We do have an S&P 500 (SPX) level that requires not only growth but somehow the maintenance of price stability. (The Fed’s mandate shouldn’t push a desire for inflation but does.) Of course, that’s what we argued if Trump won: that the stock market would soar regardless of economic meat being tangible in the near-term. It was improving but so gradually.

chart 3

As I await my flight back to Florida Tuesday night, we smile a bit as Consumer Confidence has surged to new highs, while the same survey shows stock market hope as somewhat plunging. So, what do I make of that? People are smarter than pundits give them credit for. 

It’s perfectly normal to allow for a stock market that anticipated (discounted) the political, fiscal and monetary change in the past year--plus, to actually rest or correct to various extents, even as the fruition of those policies kick-in and levitate the economy better.

chart 4

In-sum: that’s my economic argument for later this year: no catastrophe but perhaps a serious correction.
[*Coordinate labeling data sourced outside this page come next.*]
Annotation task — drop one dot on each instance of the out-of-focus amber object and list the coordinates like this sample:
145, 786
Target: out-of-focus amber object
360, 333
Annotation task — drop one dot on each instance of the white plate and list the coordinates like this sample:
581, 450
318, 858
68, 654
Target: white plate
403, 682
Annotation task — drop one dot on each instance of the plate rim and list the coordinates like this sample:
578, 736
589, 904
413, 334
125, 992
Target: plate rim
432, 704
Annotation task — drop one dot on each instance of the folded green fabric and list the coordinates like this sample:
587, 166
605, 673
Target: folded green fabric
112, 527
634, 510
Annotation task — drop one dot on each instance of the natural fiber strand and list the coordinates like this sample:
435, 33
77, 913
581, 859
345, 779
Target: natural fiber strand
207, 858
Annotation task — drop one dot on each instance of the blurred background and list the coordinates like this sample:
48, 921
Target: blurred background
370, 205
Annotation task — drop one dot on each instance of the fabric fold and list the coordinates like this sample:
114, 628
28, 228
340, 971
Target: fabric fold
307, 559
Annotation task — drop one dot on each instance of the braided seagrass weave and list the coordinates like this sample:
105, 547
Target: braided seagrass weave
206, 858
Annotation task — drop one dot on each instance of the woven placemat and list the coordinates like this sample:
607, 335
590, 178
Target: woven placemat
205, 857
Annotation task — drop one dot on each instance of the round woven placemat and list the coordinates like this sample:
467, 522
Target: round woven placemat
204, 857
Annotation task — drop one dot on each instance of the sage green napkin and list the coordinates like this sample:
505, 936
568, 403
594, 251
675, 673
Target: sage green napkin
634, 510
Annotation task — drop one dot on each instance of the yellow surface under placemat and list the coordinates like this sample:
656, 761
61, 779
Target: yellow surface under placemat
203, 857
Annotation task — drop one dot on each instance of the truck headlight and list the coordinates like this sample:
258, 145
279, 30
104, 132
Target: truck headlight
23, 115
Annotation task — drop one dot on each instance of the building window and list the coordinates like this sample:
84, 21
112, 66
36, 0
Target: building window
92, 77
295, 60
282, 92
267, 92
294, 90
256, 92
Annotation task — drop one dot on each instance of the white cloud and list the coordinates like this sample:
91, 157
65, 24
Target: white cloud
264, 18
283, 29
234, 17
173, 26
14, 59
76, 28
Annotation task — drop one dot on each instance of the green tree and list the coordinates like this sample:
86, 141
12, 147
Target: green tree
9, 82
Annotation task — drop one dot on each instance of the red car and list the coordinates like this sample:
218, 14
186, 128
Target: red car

And we know that interest rates won’t by intention be officially raised too high, because of the huge challenge of  debt service. Of course, the rub is as I’ve assessed: they aren't fully in control of that. It’s precisely why rates have perked-up even as a Fed delay in moving official Funds rates higher stalled (likely due in March).

chart 5

I concur with analysis suggesting the Fed wants to rein in the pace of rate growth (due to not being blamed for a recession or another fiasco in markets). The markets have a way of pushing them behind the curve as we’ve assessed, even as they took no recent overt action other than letting paper roll-off the balance sheet. 

chart 6

Bottom line: The ongoing debate about rates, policies and desire by a Fed that knows the fiscal debt expansion level are unusual to say the least in a later stage of a business cycle. They tend to be myopic as I have contended. When you factor in the importance of ECB and BOJ as well as BOE moves, you have a better idea of the rate relativity and the amazing fund flows into the US, as well as rates being nudged upward.

The stock market move persisted within context of an A-B-C rally but will be long-in-the-tooth, combined with rising complacency again, soon. At the moment, it must consolidate and rebound or soon becomes now. 

I enjoyed visiting family, traders and investors in New York this week. I appreciate the guest appearance at TradersExpo, and I thank Sophia, Debbie and Charlie for inviting my sharing of serious strategy views and risks.